Czym grozi lot w chmurę

Jedną z ważniejszych części Sieci stały się możliwości chmury obliczeniowej. Jednak nie jest ona tak niezawodna, jak można byłoby się spodziewać. Oto, jak wyglądają zagrożenia trzymania danych "w chmurze".

Chmura obliczeniowa to nowa i jednocześnie bardzo stara koncepcja dostępu do komputera. Jesteśmy przyzwyczajeni do komputerów osobistych, nad którymi mamy pełną kontrolę, jednak to tylko jedna z możliwości udostępniania komputerów użytkownikom.

Dawno dawno temu

Pierwsze komputery były wielkimi, skomplikowanymi maszynami dostępnymi jedynie specjalistom, użytkownicy przynosili administratorom systemu swoje programy i dane na taśmie perforowanej (albo kartach perforowanych), a wyniki obliczeń odbierali na wydrukach - była to praca wsadowa . Potem do jednego komputera podłączano kilka dalekopisów - później terminali ekranowych - i użytkownicy mogli już pracować w bezpośrednim kontakcie z komputerem. Była to praca w trybie podziału czasu komputera - zadaniami każdego użytkownika komputer zajmował się krótką chwilę, ale tak często, że wyglądało to jakby każdy użytkownik miał komputer dla siebie.

Zabójcze mikro

Potem przyszedł czas "zabójczych mikrusów " - mikrokomputerów, a później komputerów osobistych , które zmieniły nasze życie wciskając się wszędzie i pozostawiły wielkim komputerom tylko najtrudniejsze zadania obliczeniowe, oraz przechowywanie i przetwarzanie wielkich ilości danych.

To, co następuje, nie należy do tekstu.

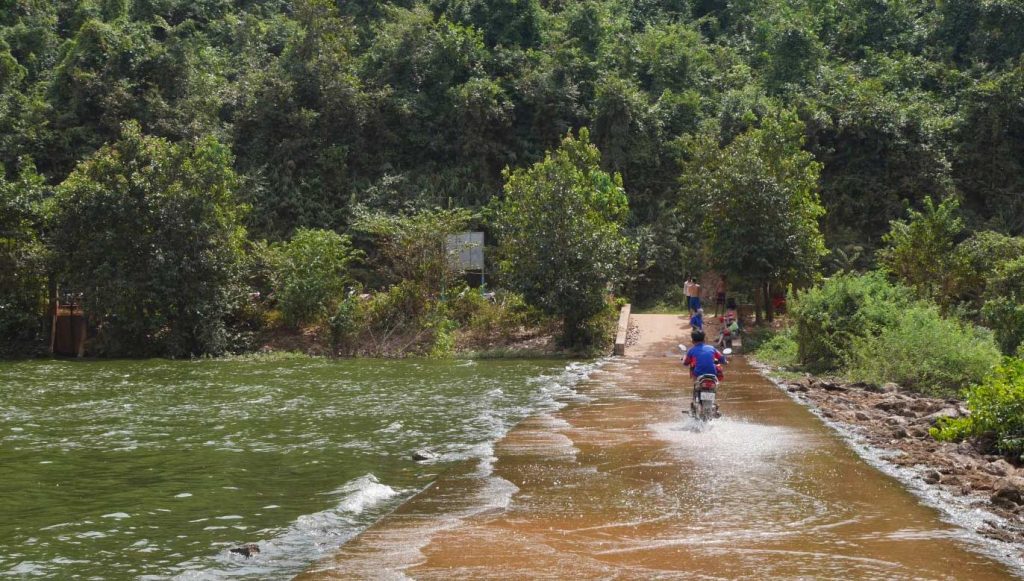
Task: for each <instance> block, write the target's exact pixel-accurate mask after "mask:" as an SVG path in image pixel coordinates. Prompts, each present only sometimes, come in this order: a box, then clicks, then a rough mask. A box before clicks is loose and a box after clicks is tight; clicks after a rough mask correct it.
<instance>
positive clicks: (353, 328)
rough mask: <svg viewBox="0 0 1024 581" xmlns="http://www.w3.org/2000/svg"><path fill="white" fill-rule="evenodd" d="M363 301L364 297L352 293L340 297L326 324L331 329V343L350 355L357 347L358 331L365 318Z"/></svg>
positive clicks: (338, 348)
mask: <svg viewBox="0 0 1024 581" xmlns="http://www.w3.org/2000/svg"><path fill="white" fill-rule="evenodd" d="M364 303H365V301H364V299H362V298H361V297H359V296H358V295H357V294H355V293H353V294H351V295H349V296H346V297H345V298H344V299H342V300H341V301H340V302H339V303H338V306H337V308H335V310H334V315H333V316H331V319H330V320H329V321H328V325H329V327H330V329H331V344H332V345H333V346H334V348H335V349H336V350H338V351H341V352H343V354H346V355H350V354H353V352H355V351H356V350H357V349H358V344H359V343H358V336H359V331H360V330H361V329H362V328H364V325H365V324H366V319H367V310H366V308H365V306H364Z"/></svg>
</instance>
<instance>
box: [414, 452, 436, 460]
mask: <svg viewBox="0 0 1024 581" xmlns="http://www.w3.org/2000/svg"><path fill="white" fill-rule="evenodd" d="M413 459H414V460H416V461H417V462H425V461H427V460H436V459H437V453H436V452H431V451H430V450H417V451H416V452H413Z"/></svg>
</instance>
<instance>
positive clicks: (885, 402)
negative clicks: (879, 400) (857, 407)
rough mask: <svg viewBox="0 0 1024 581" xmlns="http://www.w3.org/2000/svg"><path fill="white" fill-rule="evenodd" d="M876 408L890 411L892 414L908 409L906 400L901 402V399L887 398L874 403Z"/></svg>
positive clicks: (881, 409)
mask: <svg viewBox="0 0 1024 581" xmlns="http://www.w3.org/2000/svg"><path fill="white" fill-rule="evenodd" d="M874 409H877V410H882V411H884V412H889V413H891V414H898V413H900V412H903V411H905V410H906V402H901V401H899V400H885V401H882V402H879V403H878V404H874Z"/></svg>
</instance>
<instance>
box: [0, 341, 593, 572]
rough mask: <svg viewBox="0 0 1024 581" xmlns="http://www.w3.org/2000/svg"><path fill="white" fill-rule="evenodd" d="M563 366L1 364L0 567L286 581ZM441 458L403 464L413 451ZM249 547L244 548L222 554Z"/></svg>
mask: <svg viewBox="0 0 1024 581" xmlns="http://www.w3.org/2000/svg"><path fill="white" fill-rule="evenodd" d="M586 370H587V368H586V367H585V366H578V365H572V364H570V365H568V366H567V367H566V364H565V363H564V362H544V361H540V362H537V361H535V362H523V361H504V362H428V361H419V362H416V361H399V362H394V361H390V362H380V361H340V362H335V361H326V360H310V359H306V358H297V359H290V358H282V359H273V360H248V361H247V360H243V361H196V362H170V361H113V362H74V361H42V362H20V363H0V577H3V576H9V577H45V578H51V579H71V578H80V579H90V578H95V579H137V578H141V579H164V578H169V577H176V578H179V579H223V578H250V579H287V578H289V577H290V576H291V575H293V574H296V573H298V572H301V571H302V570H303V569H305V568H307V567H308V566H309V565H310V564H311V563H313V562H314V561H315V559H317V558H319V557H322V556H323V555H325V554H329V553H330V552H331V551H333V550H334V549H336V548H337V547H339V546H340V545H341V544H342V543H344V542H345V541H346V540H348V539H349V538H351V537H352V536H353V535H355V534H356V533H357V532H359V531H361V530H362V529H365V528H366V527H367V526H369V525H370V524H372V523H374V522H375V521H377V520H379V518H380V517H381V515H383V514H385V513H387V512H389V511H390V510H392V509H393V508H394V507H395V506H396V505H398V504H399V503H400V502H401V501H403V500H406V499H408V498H409V497H411V496H412V495H414V494H416V493H417V492H419V491H421V490H423V489H424V488H425V487H427V486H428V485H429V484H430V483H432V482H434V481H435V480H436V478H437V475H438V473H441V472H444V471H445V470H449V469H451V468H452V467H453V466H463V465H470V466H474V469H478V468H480V467H481V466H485V465H486V464H487V461H488V459H489V458H490V457H492V454H493V444H494V443H495V442H496V441H497V440H498V439H499V438H500V437H501V435H502V434H504V433H505V432H506V431H507V430H508V429H509V428H510V427H511V426H512V425H514V424H515V423H516V422H518V421H519V420H521V419H523V418H525V417H528V416H531V415H536V414H538V413H545V412H550V411H553V410H555V409H557V408H558V407H559V406H561V405H562V404H561V403H560V402H562V401H565V400H566V399H569V400H571V398H572V393H573V390H572V385H573V384H574V383H575V382H577V381H579V380H580V378H581V377H583V376H584V375H585V373H586ZM422 448H426V449H430V450H433V451H434V452H436V453H438V454H439V455H440V457H439V458H438V459H437V460H436V461H433V462H428V463H417V462H414V461H413V460H412V459H411V456H412V454H413V452H414V451H416V450H418V449H422ZM247 542H256V543H258V544H259V546H260V548H261V552H260V554H259V555H258V556H257V557H256V558H251V559H246V558H243V557H241V556H239V555H236V554H231V553H230V552H229V551H228V550H227V549H228V548H229V547H232V546H238V545H239V544H241V543H247Z"/></svg>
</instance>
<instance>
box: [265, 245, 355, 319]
mask: <svg viewBox="0 0 1024 581" xmlns="http://www.w3.org/2000/svg"><path fill="white" fill-rule="evenodd" d="M356 259H358V253H357V252H355V251H354V250H353V249H352V245H351V242H350V241H349V239H348V237H345V236H341V235H339V234H338V233H335V232H331V231H322V230H307V229H299V230H298V231H296V233H295V235H294V236H293V237H292V239H291V240H290V241H288V242H286V243H283V244H280V245H279V246H278V247H276V248H275V257H274V261H275V262H276V264H275V268H274V269H275V273H274V276H273V278H274V285H273V286H274V290H275V294H276V298H278V303H279V304H280V306H281V309H282V313H283V314H284V316H285V322H286V323H287V324H289V325H292V326H295V327H297V326H300V325H305V324H310V323H318V322H321V321H323V320H324V319H325V318H326V317H327V316H328V315H329V314H330V313H332V312H333V310H334V309H335V305H336V304H338V303H339V302H340V301H341V297H342V295H343V293H344V291H345V287H346V285H348V284H349V283H350V282H351V279H350V278H349V276H348V269H349V265H350V264H351V263H352V262H353V261H354V260H356Z"/></svg>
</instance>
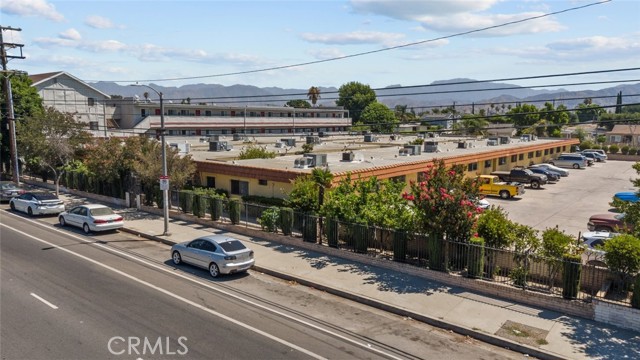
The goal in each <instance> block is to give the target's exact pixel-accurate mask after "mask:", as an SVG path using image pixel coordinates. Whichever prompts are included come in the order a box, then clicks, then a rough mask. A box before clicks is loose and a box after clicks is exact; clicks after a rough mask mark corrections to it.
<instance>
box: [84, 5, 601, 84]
mask: <svg viewBox="0 0 640 360" xmlns="http://www.w3.org/2000/svg"><path fill="white" fill-rule="evenodd" d="M608 2H611V0H603V1H598V2H594V3H589V4H585V5H581V6H575V7H572V8H568V9H564V10H559V11H554V12H550V13H545V14H542V15H537V16H531V17H528V18H524V19H520V20H514V21H508V22H505V23H502V24H498V25H492V26H487V27H483V28H479V29H474V30H469V31H463V32H459V33H455V34H451V35H446V36H441V37H437V38H432V39H427V40H421V41H416V42H411V43H406V44H402V45H397V46H392V47H388V48H383V49H377V50H371V51H365V52H360V53H355V54H350V55H344V56H338V57H333V58H329V59H322V60H314V61H308V62H303V63H298V64H290V65H282V66H273V67H269V68H263V69H257V70H245V71H237V72H230V73H222V74H212V75H200V76H186V77H178V78H165V79H138V80H112V81H114V82H124V83H135V82H163V81H178V80H195V79H205V78H215V77H225V76H232V75H246V74H254V73H259V72H266V71H273V70H282V69H288V68H294V67H300V66H307V65H315V64H321V63H327V62H332V61H337V60H344V59H350V58H355V57H360V56H365V55H371V54H377V53H381V52H386V51H391V50H397V49H402V48H406V47H411V46H416V45H422V44H426V43H430V42H435V41H440V40H445V39H451V38H454V37H461V36H465V35H469V34H474V33H478V32H483V31H487V30H492V29H497V28H501V27H505V26H509V25H514V24H519V23H524V22H527V21H532V20H537V19H541V18H544V17H549V16H553V15H558V14H563V13H567V12H571V11H576V10H581V9H584V8H588V7H592V6H596V5H602V4H605V3H608ZM86 81H103V80H86Z"/></svg>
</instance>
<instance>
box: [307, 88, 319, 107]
mask: <svg viewBox="0 0 640 360" xmlns="http://www.w3.org/2000/svg"><path fill="white" fill-rule="evenodd" d="M307 97H308V98H309V100H311V104H312V105H313V106H314V107H315V106H316V103H317V102H318V99H320V89H319V88H318V87H316V86H312V87H310V88H309V91H308V92H307Z"/></svg>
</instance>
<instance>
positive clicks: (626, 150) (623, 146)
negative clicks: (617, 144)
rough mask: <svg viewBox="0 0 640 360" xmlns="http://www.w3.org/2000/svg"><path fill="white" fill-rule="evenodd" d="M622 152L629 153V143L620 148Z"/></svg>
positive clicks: (623, 153)
mask: <svg viewBox="0 0 640 360" xmlns="http://www.w3.org/2000/svg"><path fill="white" fill-rule="evenodd" d="M620 152H621V153H622V155H627V154H629V145H625V146H623V147H622V148H620Z"/></svg>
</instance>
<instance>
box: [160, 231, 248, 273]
mask: <svg viewBox="0 0 640 360" xmlns="http://www.w3.org/2000/svg"><path fill="white" fill-rule="evenodd" d="M171 259H172V260H173V263H174V264H176V265H178V264H180V263H183V262H184V263H186V264H190V265H194V266H197V267H201V268H204V269H208V270H209V274H211V276H213V277H214V278H215V277H218V276H220V275H221V274H233V273H237V272H243V271H247V270H249V268H251V267H252V266H253V264H254V263H255V260H254V258H253V250H251V249H249V248H247V247H246V246H244V244H243V243H242V242H240V240H238V239H236V238H233V237H230V236H226V235H207V236H203V237H199V238H197V239H194V240H191V241H187V242H183V243H180V244H175V245H173V246H172V247H171Z"/></svg>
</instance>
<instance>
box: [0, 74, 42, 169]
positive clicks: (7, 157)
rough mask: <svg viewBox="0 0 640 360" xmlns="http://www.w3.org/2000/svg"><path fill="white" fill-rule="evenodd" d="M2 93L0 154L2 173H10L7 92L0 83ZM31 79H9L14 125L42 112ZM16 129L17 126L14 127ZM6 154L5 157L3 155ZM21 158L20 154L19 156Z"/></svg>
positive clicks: (18, 77) (19, 154)
mask: <svg viewBox="0 0 640 360" xmlns="http://www.w3.org/2000/svg"><path fill="white" fill-rule="evenodd" d="M1 83H2V84H1V85H2V91H1V92H0V113H1V114H2V122H1V124H2V126H1V131H0V135H1V136H0V153H2V154H3V156H2V160H1V161H2V164H1V167H2V171H3V172H12V171H11V170H12V169H13V166H12V165H11V157H10V156H8V154H9V153H10V143H9V141H10V135H9V120H8V115H9V111H8V109H7V108H6V105H7V98H6V95H7V94H8V91H6V89H5V84H6V82H5V81H1ZM31 83H32V82H31V79H30V78H29V77H28V76H27V75H16V76H12V77H11V93H12V95H13V114H14V118H15V119H16V123H18V122H22V121H24V119H26V118H29V117H32V116H36V115H37V114H41V113H43V112H44V107H43V106H42V99H41V98H40V95H38V91H37V89H36V88H34V87H33V86H31ZM16 127H17V126H16ZM5 154H7V155H5ZM19 155H20V156H22V154H19Z"/></svg>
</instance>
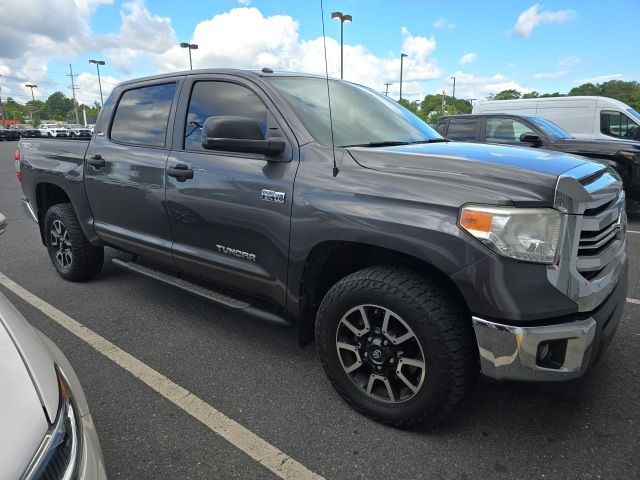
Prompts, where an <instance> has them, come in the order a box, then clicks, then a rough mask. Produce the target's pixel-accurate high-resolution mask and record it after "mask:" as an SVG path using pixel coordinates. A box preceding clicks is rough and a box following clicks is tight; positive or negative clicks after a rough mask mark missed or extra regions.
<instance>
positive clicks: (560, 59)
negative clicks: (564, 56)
mask: <svg viewBox="0 0 640 480" xmlns="http://www.w3.org/2000/svg"><path fill="white" fill-rule="evenodd" d="M580 62H582V60H581V59H580V57H563V58H560V59H559V60H558V66H559V67H574V66H576V65H578V64H579V63H580Z"/></svg>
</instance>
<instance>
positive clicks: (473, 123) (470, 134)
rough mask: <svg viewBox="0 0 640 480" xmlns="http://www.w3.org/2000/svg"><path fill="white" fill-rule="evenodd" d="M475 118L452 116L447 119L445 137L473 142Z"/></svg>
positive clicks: (469, 141)
mask: <svg viewBox="0 0 640 480" xmlns="http://www.w3.org/2000/svg"><path fill="white" fill-rule="evenodd" d="M476 122H477V120H476V119H475V118H452V119H451V120H449V129H448V130H447V138H449V139H451V140H459V141H461V142H473V141H474V140H475V139H476Z"/></svg>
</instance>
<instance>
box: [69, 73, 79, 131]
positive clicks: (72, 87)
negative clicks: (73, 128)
mask: <svg viewBox="0 0 640 480" xmlns="http://www.w3.org/2000/svg"><path fill="white" fill-rule="evenodd" d="M77 76H78V75H77V74H76V75H74V74H73V68H71V64H69V74H68V75H67V77H71V91H72V92H73V111H74V113H75V114H76V125H77V124H79V123H80V116H79V115H78V102H76V89H77V88H78V87H76V84H75V81H74V80H73V79H74V77H77Z"/></svg>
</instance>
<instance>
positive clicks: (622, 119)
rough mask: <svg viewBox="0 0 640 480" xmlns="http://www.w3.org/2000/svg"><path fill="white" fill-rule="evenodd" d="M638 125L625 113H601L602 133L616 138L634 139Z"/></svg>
mask: <svg viewBox="0 0 640 480" xmlns="http://www.w3.org/2000/svg"><path fill="white" fill-rule="evenodd" d="M637 126H638V125H637V124H636V123H635V122H634V121H633V120H631V119H630V118H629V117H627V116H626V115H625V114H624V113H620V112H614V111H610V110H603V111H602V112H600V133H602V134H604V135H608V136H610V137H616V138H630V139H634V138H635V134H636V130H635V128H636V127H637Z"/></svg>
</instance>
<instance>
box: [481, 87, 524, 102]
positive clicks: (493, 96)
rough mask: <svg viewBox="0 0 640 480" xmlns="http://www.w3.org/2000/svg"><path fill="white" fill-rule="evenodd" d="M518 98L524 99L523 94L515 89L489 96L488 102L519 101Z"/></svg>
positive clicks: (511, 89)
mask: <svg viewBox="0 0 640 480" xmlns="http://www.w3.org/2000/svg"><path fill="white" fill-rule="evenodd" d="M518 98H522V93H520V92H519V91H518V90H516V89H514V88H511V89H509V90H503V91H501V92H498V93H495V94H494V93H491V94H489V95H487V100H517V99H518Z"/></svg>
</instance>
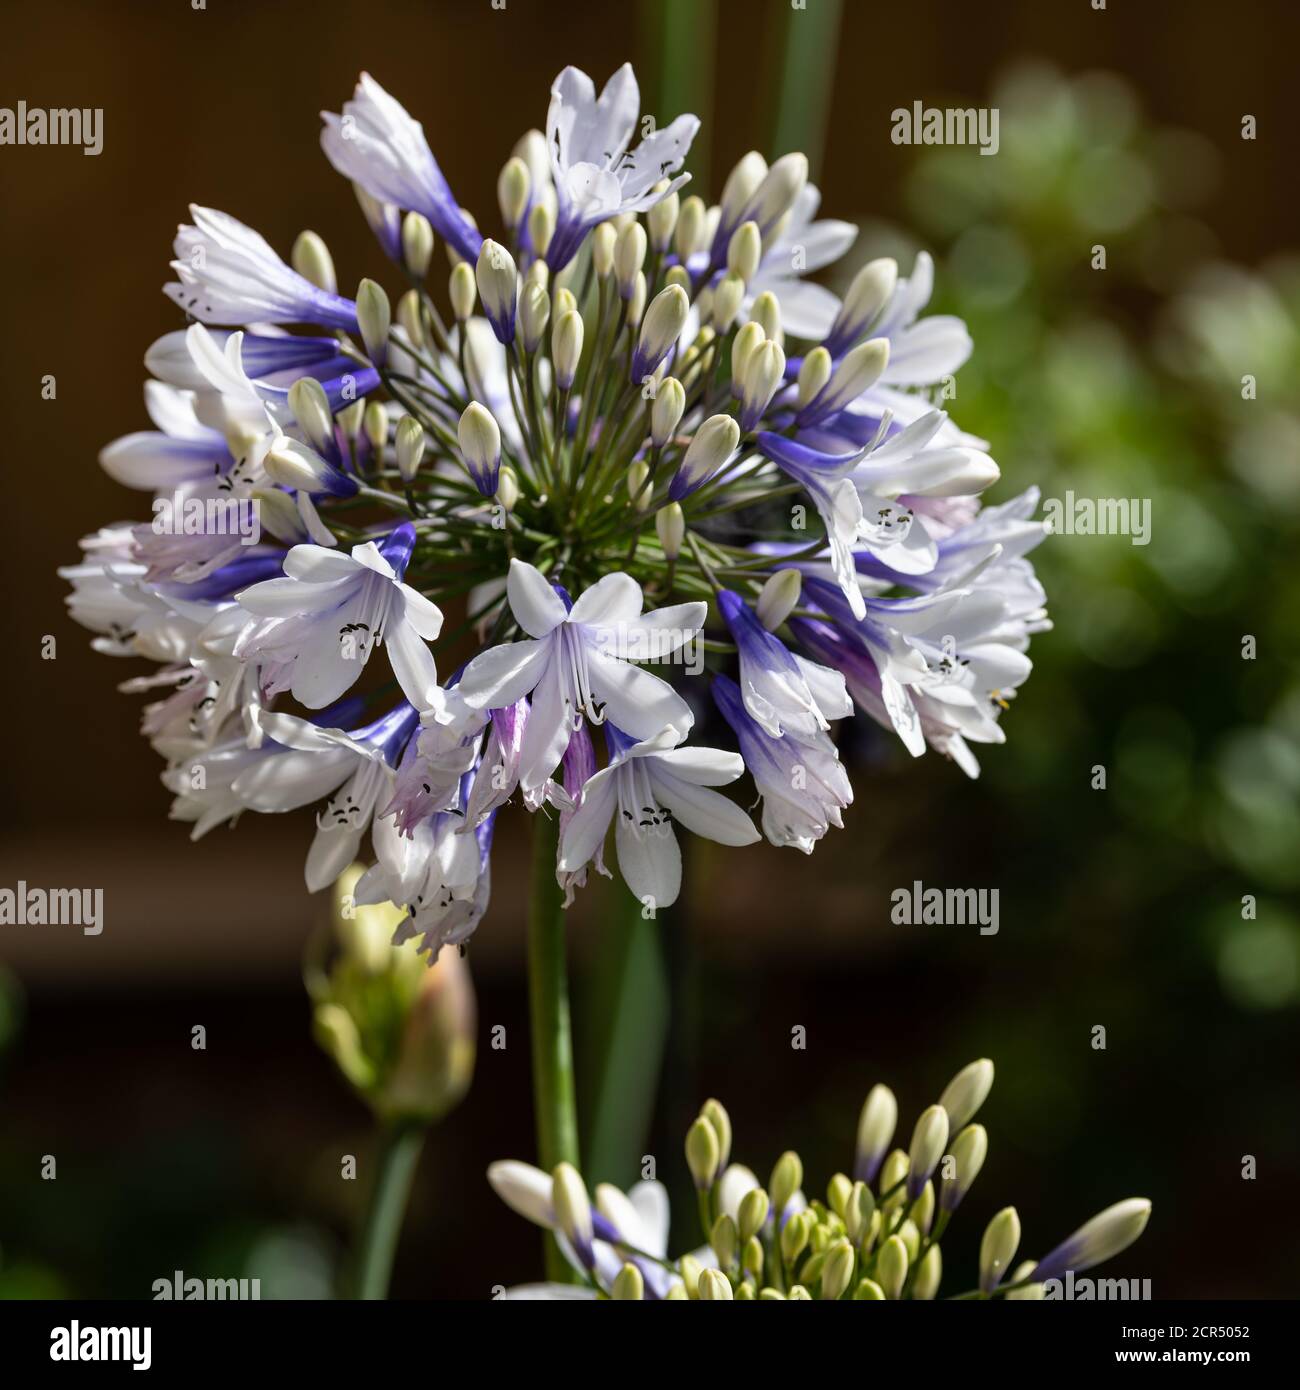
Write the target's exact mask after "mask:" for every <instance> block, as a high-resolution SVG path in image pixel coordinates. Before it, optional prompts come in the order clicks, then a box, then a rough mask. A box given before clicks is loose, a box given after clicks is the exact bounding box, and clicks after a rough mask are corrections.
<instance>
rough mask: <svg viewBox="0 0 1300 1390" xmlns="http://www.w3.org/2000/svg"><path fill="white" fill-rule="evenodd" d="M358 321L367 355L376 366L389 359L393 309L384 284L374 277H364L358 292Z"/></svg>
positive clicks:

Jednak okazało się, że komputery osobiste nie są najlepszym rozwiązaniem, ich obsługa jest na tyle skomplikowana, że większość użytkowników nie do końca sobie z tym radzi - zarządzanie danymi, kopie zapasowe, aktualizacja oprogramowania zajmują tyle czasu, że większość użytkowników nie jest w stanie się tym zająć, komputer jest do pracy a nie do dbania o niego .

Tu pojawia się koncepcja chmury obliczeniowej - niech nasze programy i dane żyją daleko, za zasłoną, nie musi nas interesować jak usługa jest właściwie realizowana. Zwiększająca się liczba serwerów przechodzi w automatycznie zarządzany system (klaster ) w którym zadania są rozkładane na dostępne maszyny i awaria jednej z nich nie ma wpływu na funkcjonowanie usługi.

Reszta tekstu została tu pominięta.